Speaking of the recent 6th Circuit decision about the recordkeeping and labeling law, 18 USC §2257, in Connection Distributing v. Keisler, Margold said:

"I don't believe it's pertinent in the long run to the overall hardcore industry. Connection was a swingers magazine. They were basically fighting for their rights to privacy more than anything else. It was an invasion of their privacy because swingers are not commercial, hardcore performers."

Gee, really? Because I thought, when I (unlike Margold) actually read the opinion, that the court was telling the government that claiming that anyone taking a picture (or video) of adults engaged in sexually explicit conduct had to keep massive files of records, including every fake name and nickname the person ever had, and cross-index them, and make them available to government inspectors for 20 hours a week for seven years because those adults might be kids was bullshit!

"While the government is indeed aiming at conduct, child abuse, it is regulating protected speech, sexually explicit images of adults, to get at that conduct. To the extent the government is claiming that a law is considered a conduct regulation as long as the government claims an interest in conduct and not speech, the Supreme Court has rejected that argument... The expression at issue here is not conduct, it is speech.

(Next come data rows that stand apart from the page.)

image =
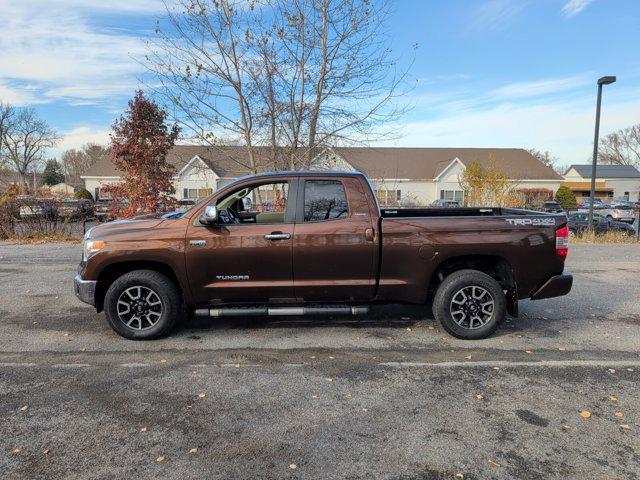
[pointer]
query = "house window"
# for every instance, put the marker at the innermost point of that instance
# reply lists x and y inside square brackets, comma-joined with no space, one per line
[195,193]
[452,195]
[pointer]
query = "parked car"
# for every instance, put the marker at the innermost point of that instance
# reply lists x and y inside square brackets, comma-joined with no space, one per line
[552,207]
[622,227]
[617,214]
[596,203]
[330,250]
[578,223]
[444,204]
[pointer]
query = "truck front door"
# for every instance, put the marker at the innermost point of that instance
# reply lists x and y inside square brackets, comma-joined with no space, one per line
[247,255]
[333,244]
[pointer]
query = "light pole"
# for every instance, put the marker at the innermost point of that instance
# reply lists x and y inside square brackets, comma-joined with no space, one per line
[601,81]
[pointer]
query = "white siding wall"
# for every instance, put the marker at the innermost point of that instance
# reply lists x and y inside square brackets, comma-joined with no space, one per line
[196,175]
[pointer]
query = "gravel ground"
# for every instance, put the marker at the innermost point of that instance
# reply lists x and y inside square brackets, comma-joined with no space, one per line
[390,395]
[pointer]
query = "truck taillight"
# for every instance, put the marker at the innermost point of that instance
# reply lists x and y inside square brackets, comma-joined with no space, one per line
[562,241]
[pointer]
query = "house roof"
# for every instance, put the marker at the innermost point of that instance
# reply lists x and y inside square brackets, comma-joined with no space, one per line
[606,171]
[428,163]
[376,162]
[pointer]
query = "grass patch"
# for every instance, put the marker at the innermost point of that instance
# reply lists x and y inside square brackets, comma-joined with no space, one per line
[608,237]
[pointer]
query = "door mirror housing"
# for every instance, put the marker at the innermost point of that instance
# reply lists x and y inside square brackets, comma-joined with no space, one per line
[210,215]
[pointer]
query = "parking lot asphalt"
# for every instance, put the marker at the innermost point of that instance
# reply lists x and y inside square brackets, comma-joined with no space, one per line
[553,394]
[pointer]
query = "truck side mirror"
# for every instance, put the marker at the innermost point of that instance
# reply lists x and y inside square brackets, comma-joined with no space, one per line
[210,215]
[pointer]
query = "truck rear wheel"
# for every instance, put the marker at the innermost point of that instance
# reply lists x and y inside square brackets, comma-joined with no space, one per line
[469,304]
[143,305]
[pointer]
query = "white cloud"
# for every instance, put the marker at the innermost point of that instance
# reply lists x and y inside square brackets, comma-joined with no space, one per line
[54,48]
[539,87]
[574,7]
[495,15]
[563,128]
[81,135]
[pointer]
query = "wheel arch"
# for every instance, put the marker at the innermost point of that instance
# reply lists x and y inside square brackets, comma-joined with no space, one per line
[495,266]
[115,270]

Images, including photographs, are protected by the First Amendment as speech as much as 'words in books' and 'oral utterance[s].' Indeed, visual images are 'a primitive but effective way of communicating ideas ... a short cut from mind to mind.' ... Child abuse, the actual conduct in which the government is interested, is already illegal... Adult sexual conduct is not illegal and it is in fact constitutionally protected."

Last I knew, the "overall hardcore industry" takes pictures and videos of people involved in sexually explicit conduct, and so for them not to have to waste hours and hours of employee time, not to mention warehouses full of filing cabinets and terabytes of hard disk space, proving to some bureaucrat that adults are adults might just save them all a couple of bucks ... not to mention, they wouldn't have to spend years in jail because some FBI inspector couldn't read an ID, or because they used a pseudonym for the custodian of records in the 2257 statement on the DVD box.

Margold: "The secondary producers were never going to be in jeopardy. I always figured that was going to go, too."

However, those of us not able to see the future so clearly were worried when the new 2257 regulations made final by Gonzales a couple of years ago defined "producer" essentially as anyone who in any way manipulated a sexually explicit image, even something as simple as posting a boxcover on a retail website.

In fact, what they said at that time was, "Citing the Tenth Circuit's holding in Sundance Assoc., Inc. v. Reno, 139 F.3d 804 (10th Cir.1998), several commenters commented that the rule's application to secondary producers exceeds the Department's statutory authority... In contrast, the D.C. Circuit in American Library Ass'n v. Reno implicitly accepted that the distinction between primary and secondary producers was valid. The D.C. Circuit there held that the requirement that secondary producers maintain records was not a constitutionally impermissible burden on protected speech... Consistent with the D.C. Circuit's holding, which the Department believes reflects the correct view of the law, the Department declines to adopt these comments."

I guess that's why Free Speech Coalition had to sue Gonzales: Because secondary producers were in immediate jeopardy from FBI inspectors and Justice Department lawyers if they didn't scramble to try to gather up 10 years worth of 2257 records from primary producers and index them. And I guess that's why, in response to Free Speech's lawsuit, Congress passed the Adam Walsh Act, which wrote "secondary producers" into the law for the first time since 2257 was passed in 1988 ... and why Free Speech may have to sue the Attorney General again if he tries to put the new regulations, which again put liability on secondary producers, into effect.

So I guess the bottom line is, there's only one non-lawyer writing for an adult publication who's willing to read legal opinions issued by the courts, listen to the attorneys who are involved in the cases, and digest it all to inform his readership what's happening on the legal front that might affect adult businesses ... and it ain't Margold.